Tuesday, September 3, 2013

The Parable of the Potter

Jeremiah learned something about God by observing a potter working at his wheel.  (Jer. 18:1-11)  What he learned is worth looking at.  The message is not what it may appear at first.
This is what Jeremiah observed.  “The vessel he was making of clay was spoiled in the potter's hand, and he reworked it into another vessel, as seemed good to him.”  (v. 4)  The overall message has to do with God’s ability to punish the disobedient and save the repentant.  We rightly see God in the potter, but perhaps not so rightly see the nation of Judah, and by extension, humanity, in the vessel.
The human part of the analogy is not the vessel. It’s the clay.  God destroys the vessel, but God keeps the clay.  The clay is reworked and neither destroyed or even replaced.
One should not read into this that God is pleased with the human side in the parable of the potter.  There is a message of judgment to be sure.  But there is something much more important, much more surprising, and much more hopeful.  The really stunning thing about this story in the Bible is not that God judges the vessel.  It is that God and the clay are responsive to each other.

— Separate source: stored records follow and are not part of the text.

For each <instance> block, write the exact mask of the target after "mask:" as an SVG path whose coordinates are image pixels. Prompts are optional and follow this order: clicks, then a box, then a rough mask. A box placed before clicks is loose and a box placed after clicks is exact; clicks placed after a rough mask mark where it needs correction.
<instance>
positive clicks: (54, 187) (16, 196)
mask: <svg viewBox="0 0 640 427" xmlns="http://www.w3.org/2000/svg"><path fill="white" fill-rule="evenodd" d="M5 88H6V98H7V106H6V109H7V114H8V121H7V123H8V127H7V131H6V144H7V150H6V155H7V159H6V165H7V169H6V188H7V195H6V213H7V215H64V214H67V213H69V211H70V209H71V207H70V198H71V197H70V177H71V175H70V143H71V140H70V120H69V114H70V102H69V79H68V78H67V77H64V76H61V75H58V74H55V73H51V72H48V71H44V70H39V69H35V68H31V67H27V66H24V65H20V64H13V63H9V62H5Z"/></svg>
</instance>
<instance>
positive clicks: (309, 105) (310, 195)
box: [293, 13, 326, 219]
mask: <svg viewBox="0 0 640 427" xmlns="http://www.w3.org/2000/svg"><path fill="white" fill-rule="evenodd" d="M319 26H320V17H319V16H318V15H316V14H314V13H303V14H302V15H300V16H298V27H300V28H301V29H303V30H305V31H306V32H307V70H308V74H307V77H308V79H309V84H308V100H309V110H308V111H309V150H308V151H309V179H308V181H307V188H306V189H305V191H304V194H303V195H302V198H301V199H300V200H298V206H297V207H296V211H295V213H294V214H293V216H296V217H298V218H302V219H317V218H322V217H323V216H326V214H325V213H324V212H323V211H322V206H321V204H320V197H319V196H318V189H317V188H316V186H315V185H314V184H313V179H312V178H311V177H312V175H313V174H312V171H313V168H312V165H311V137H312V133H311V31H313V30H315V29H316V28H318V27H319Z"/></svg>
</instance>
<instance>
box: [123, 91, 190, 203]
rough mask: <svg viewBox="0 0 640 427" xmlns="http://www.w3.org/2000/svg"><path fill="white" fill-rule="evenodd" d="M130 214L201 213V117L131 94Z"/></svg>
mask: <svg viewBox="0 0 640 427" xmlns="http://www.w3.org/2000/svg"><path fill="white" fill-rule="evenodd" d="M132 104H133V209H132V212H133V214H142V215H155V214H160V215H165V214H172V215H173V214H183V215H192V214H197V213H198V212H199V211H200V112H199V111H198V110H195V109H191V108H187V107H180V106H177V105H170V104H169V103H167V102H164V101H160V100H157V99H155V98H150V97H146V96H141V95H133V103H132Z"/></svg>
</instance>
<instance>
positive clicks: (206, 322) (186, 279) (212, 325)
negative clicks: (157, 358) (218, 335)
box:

The clay is shaped at the potter’s hand.  When it is spoiled, it is reshaped.  God is not content with the vessel that is less than God intends.  So God reworks it.  God responds to the clay.  The vessel may start out badly but be righted into a vessel that pleases God.  The clay responds to God.
The creation is in God’s, the potter’s, hands.  But the result takes the potter and the clay together.  God is the potter.  We are the clay.  Fulfilling God’s design takes both, each responding to the other.  Creation is on-going.  We do not work alone.  Neither does God.